As I have detailed in this space for the past week I have been running a balanced book as far as single stock exposures and I just short the market through index etfs intra-day. I have not wanted to go out net short for fear of this sort of action, but i am happy to short this open with a relatively tight stop.  The bank stocks will be the key today, if they act similar to the way they did on Monday where they had fabulous opening gaps and then spent most of the rest of the day going down then I will tell you again, that they could see lower lows in the coming weeks.
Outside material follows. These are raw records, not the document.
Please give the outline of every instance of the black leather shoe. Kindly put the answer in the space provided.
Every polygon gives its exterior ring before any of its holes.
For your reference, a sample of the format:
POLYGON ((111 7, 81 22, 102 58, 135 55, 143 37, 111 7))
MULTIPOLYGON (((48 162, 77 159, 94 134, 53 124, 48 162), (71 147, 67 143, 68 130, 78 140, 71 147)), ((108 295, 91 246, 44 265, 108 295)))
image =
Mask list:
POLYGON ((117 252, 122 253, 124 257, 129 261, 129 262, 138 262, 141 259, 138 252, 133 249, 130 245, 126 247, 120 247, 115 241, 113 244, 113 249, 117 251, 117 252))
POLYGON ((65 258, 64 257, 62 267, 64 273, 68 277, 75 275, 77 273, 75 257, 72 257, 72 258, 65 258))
In a lot of ways they hold the key for me to the real sentiment of the market.  Yes I know that the sentiment is piss pour in the space but maybe for good reason.  It is also interesting to note that BAC made a new closing low dating back to March 2009 on day where a buyer of the Jan12 calls, (about 190k traded yesterday) were the most active single stock option in the entire market….This also came on a day that S&P downgraded the bank after the close.  SO again lots of crosscurrents and while the price action says that the sentiment is very poor there are clearly sum that are willing to take the other side of that (also remember there was a large buyer of Dec bank calls last Wednesday).

SO my game plan is the usual, Just as I wouldn’t press a down opening of 1% or more I wouldn’t buy an up opening liek this either, I will look to trim some longs and I will definitely look to short the opening (or a little after) with index etfs (with a tight stop).  Just as I have refused to get carried out short on an overnight gap (that is why I am just shorting intra-day rallies), I refuse to get carried out on a move of up 3% to up 5%.  SO I remain cautious but nimble, not to stubborn.